Die beiden sind auffällig gut gekleidet. Fritz habe ich bisher noch nie in etwas anderem als Arbeitskleidung gesehen, und plötzlich trägt er um dreiviertel sechs in der Früh eine braune Stoffhose und einen Norweger-Pullover, darunter ein weißes Hemd. Sein stets ungepflegter Bart ist rasiert, die schulterlangen, ausgefransten Haare einige Zentimeter kürzer. Ordentlicher Eindruck. Auch diese Frau wirkt nicht so, als wäre sie gerade frisch geweckt, sondern sieht in ihrem grünen Kleid aus, als wollte sie ausgehen. Oder zumindest einen Grund zum Feiern haben.

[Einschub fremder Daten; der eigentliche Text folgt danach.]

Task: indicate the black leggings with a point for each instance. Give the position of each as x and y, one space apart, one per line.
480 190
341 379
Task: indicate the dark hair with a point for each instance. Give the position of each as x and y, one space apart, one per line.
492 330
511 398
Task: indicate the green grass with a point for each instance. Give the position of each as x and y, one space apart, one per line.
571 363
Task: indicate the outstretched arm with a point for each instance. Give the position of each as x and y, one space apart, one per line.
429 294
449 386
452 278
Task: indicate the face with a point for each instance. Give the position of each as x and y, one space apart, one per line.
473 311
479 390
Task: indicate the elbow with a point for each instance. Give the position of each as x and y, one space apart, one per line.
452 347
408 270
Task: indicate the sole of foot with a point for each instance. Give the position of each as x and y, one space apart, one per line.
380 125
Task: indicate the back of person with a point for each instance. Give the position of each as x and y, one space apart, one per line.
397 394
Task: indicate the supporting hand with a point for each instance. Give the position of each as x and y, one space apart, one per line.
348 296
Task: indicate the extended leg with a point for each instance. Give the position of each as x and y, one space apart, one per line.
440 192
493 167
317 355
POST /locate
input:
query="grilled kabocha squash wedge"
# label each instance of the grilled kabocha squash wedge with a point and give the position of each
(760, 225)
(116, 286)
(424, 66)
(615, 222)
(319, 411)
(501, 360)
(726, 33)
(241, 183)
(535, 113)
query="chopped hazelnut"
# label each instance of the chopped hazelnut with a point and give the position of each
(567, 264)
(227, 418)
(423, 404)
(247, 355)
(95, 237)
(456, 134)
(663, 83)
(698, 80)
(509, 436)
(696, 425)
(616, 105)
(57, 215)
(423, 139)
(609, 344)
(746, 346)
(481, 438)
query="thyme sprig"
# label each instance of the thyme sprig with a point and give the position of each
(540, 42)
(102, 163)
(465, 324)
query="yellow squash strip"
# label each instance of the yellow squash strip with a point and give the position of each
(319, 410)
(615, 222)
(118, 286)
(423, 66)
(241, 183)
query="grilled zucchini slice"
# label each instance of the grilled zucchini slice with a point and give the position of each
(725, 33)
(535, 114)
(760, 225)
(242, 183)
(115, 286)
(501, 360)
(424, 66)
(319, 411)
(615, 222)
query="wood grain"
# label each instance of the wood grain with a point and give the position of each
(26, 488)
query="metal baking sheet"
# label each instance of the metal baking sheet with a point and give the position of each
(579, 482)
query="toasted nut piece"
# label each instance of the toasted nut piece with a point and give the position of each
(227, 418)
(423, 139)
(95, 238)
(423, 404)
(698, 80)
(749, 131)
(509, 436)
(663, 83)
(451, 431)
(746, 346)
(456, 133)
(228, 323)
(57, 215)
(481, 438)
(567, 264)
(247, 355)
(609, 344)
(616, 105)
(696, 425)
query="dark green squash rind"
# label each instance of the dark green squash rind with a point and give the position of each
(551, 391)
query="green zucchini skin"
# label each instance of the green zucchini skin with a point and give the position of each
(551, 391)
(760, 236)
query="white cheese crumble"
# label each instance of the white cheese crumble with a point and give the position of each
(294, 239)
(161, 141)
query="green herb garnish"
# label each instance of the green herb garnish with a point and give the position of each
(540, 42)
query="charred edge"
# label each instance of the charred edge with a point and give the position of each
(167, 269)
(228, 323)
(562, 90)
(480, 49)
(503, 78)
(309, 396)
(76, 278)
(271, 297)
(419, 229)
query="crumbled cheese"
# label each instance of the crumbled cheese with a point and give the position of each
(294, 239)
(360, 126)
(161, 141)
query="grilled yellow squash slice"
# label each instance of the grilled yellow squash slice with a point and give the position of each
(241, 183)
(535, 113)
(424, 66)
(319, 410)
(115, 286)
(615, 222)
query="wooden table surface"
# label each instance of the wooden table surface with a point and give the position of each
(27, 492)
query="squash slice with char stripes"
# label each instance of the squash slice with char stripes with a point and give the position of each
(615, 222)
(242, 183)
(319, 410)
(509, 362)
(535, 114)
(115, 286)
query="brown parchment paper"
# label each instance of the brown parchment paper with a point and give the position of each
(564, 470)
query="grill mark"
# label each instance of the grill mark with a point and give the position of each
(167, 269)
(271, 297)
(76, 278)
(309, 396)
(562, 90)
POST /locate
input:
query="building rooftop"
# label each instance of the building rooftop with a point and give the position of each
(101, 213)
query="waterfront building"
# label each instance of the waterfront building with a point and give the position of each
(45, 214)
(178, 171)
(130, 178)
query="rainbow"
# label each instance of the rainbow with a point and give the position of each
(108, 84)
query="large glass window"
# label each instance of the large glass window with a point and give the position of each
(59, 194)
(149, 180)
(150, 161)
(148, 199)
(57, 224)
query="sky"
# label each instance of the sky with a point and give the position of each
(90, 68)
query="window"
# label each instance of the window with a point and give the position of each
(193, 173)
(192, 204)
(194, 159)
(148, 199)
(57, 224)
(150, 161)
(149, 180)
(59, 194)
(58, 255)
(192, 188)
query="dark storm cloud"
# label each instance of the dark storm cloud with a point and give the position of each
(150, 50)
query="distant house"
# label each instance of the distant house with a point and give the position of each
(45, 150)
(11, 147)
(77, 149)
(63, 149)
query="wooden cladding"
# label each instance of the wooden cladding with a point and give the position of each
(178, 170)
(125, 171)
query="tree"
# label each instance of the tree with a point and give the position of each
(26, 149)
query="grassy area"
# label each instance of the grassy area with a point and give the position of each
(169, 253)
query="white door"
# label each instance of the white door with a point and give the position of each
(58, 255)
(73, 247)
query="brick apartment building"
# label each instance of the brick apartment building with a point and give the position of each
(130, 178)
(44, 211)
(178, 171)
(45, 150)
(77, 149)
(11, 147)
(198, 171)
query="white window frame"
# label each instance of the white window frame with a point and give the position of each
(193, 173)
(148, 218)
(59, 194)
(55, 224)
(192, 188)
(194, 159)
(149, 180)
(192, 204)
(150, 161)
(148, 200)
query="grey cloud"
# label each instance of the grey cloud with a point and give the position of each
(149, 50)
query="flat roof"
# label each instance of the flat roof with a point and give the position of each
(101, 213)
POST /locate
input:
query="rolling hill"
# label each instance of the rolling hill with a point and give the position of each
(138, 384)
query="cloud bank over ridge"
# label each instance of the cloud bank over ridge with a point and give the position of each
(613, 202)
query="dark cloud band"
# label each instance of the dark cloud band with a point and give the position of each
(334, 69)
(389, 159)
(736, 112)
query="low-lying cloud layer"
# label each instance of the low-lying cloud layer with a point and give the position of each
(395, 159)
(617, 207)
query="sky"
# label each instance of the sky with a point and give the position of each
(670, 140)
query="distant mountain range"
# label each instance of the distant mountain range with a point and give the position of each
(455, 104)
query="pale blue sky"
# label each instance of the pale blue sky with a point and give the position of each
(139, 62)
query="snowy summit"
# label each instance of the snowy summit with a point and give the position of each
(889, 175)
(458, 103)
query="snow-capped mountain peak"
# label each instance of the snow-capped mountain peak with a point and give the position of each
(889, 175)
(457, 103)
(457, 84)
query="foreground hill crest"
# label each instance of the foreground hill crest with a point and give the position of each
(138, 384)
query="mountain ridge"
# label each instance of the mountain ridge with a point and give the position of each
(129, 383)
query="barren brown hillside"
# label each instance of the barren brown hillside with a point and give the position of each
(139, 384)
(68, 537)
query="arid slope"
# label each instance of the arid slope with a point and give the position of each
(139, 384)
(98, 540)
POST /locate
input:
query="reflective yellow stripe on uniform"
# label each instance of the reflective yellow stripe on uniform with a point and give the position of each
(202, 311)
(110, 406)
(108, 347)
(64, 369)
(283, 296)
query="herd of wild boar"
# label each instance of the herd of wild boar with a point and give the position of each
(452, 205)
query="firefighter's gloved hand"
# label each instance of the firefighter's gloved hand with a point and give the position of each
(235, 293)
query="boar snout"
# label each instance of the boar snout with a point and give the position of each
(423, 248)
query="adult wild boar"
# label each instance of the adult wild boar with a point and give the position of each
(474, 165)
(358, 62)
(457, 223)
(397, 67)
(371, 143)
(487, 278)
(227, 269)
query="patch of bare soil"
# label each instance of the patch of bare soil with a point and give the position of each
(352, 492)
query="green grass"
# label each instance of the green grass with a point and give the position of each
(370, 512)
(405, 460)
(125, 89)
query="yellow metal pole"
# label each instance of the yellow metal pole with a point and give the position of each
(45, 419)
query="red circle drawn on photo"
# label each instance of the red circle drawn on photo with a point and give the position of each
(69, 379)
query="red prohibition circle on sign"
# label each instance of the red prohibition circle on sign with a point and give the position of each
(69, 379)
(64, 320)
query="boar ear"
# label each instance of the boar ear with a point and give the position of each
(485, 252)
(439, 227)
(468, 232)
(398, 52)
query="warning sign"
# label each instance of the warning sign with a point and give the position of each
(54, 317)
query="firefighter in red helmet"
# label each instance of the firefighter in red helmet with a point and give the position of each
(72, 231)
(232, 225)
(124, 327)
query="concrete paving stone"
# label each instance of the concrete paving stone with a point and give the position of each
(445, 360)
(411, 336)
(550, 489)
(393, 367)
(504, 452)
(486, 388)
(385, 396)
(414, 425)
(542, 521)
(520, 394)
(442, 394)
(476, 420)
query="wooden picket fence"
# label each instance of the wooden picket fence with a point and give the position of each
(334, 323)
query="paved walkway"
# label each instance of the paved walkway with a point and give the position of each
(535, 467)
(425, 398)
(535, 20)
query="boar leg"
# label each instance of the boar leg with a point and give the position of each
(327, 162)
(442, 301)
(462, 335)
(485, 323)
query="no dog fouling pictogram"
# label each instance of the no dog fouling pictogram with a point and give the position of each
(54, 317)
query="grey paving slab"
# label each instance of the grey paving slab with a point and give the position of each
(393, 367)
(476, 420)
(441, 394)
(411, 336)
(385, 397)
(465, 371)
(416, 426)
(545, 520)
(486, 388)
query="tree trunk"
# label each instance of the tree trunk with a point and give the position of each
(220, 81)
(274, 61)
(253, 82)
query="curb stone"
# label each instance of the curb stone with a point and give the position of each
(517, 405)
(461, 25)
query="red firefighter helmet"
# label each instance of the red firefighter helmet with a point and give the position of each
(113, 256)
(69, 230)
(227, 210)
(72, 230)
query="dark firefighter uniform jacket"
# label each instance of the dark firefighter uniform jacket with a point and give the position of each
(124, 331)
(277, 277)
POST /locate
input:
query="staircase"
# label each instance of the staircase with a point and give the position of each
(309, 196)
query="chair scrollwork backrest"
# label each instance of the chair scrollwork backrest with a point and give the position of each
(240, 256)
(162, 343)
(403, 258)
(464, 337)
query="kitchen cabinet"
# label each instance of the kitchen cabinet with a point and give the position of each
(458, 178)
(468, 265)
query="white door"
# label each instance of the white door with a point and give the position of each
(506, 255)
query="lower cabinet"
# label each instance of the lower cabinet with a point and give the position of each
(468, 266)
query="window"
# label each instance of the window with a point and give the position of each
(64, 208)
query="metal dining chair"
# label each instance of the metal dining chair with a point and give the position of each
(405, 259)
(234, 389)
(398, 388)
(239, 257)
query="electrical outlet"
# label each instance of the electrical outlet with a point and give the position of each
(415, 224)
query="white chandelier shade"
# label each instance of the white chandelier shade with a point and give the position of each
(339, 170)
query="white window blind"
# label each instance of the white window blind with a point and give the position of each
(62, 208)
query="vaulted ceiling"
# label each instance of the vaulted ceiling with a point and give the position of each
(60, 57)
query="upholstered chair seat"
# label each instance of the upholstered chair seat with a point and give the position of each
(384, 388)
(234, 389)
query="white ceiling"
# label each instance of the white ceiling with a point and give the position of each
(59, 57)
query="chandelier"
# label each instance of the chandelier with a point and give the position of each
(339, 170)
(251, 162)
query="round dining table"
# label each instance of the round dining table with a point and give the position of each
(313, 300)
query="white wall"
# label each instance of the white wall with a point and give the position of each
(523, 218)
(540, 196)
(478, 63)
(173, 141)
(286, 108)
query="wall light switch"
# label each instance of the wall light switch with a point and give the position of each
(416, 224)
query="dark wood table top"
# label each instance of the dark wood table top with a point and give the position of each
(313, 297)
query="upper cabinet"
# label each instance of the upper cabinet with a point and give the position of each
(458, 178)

Nachdem ein Sanitäter Fritz zum Mitfahren auffordert, zuckt dieser erst kurz mit den Schultern, bevor er sich in Bewegung setzt. Während ich beim weiteren Einladen Marias zusehe, beginnen meine Gedanken im Kreis zu fahren. War es ein Selbstmord? Dann würden Fritz und diese Frau doch nicht so vorbereitet wirken. Sie wären erwacht, hätten sich um Maria gekümmert und keine Zeit für ihr sauberes Auftreten gehabt. Haben sie sie umgebracht? Mir fällt ein, dass eine meiner Geschichten »Das große Morden vor meinem Fenster« heißt – der Gedanke, ich könnte mit dem Titel den Mord an Maria vorausgesagt oder sogar heraufbeschworen haben, setzt sich immer mehr fest. Ich lehne wie versteinert am Fenster, fühle mich nicht nur wegen der Kälte wie ein Eisklumpen. Die Rettung fährt ab. So leise, wie sie gekommen ist. In Marias Schreien habe ich gehört, dass sie es nicht überleben wird. Katzenlustschreie … Todesschreie. Warum hab ich damals nur diese blöde Geschichte geschrieben?